Since the post "A More Convenient Way to Open
Cool Papers: Chrome Redirect Extension", Cool Papers has undergone two major
changes. One is the introduction of the venue branch, which
gradually includes paper collections from various conferences over the
years, such as ICLR and ICML. This part is manually expanded
dynamically, and readers are welcome to request specific conferences.
The other change is the subject of this article: the new in-site search
function added the day before yesterday.
This article will briefly introduce the new features and provide a basic summary of the process of building the in-site search system.
Introduction
On the homepage of Cool Papers, we can see the search entry point:
The characteristics of the search function are as follows:
It only searches the
titleandsummaryfields; specifying fields is currently not supported.You can specify to search either the
arxivbranch or thevenuebranch; mixed searching across both branches is not supported.Special characters (non-English letters and numbers) in the search query will be removed.
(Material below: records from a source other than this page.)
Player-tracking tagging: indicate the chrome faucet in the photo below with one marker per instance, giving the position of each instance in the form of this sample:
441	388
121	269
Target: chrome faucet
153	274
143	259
Words in the search query are not automatically stemmed, meaning searching for "images" will not match "image".
On the search results page, it can be used in conjunction with the original in-page search function.
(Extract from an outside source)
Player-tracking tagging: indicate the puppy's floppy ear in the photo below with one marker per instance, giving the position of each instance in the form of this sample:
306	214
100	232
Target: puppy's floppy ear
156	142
Overall, it is currently a very simple text search function intended to meet the basic needs of some users. For more complex requirements, updates will be introduced gradually. Features envisioned for the future include specifying fields, searching Kimi FAQ content, sorting by stars, specifying dates/categories (for arXiv), specifying conferences (for venue), and even enabling addition/subtraction operations like common search engines (to exclude certain keywords). These will depend on subsequent user feedback—there is no fixed schedule yet.
Summary
In fact, the demand for in-site search was raised by users as soon as
Cool Papers was opened to the public at the beginning of the year. The
reason it was delayed is mainly that Cool Papers collects papers daily,
and initially, the number of papers was not large, making in-site search
less meaningful. After four months of accumulation, the number of arXiv
papers collected by Cool Papers has reached over 80,000, and with the
addition of conference papers in the venue branch, the
total has reached nearly 170,000 papers. It is now worth searching.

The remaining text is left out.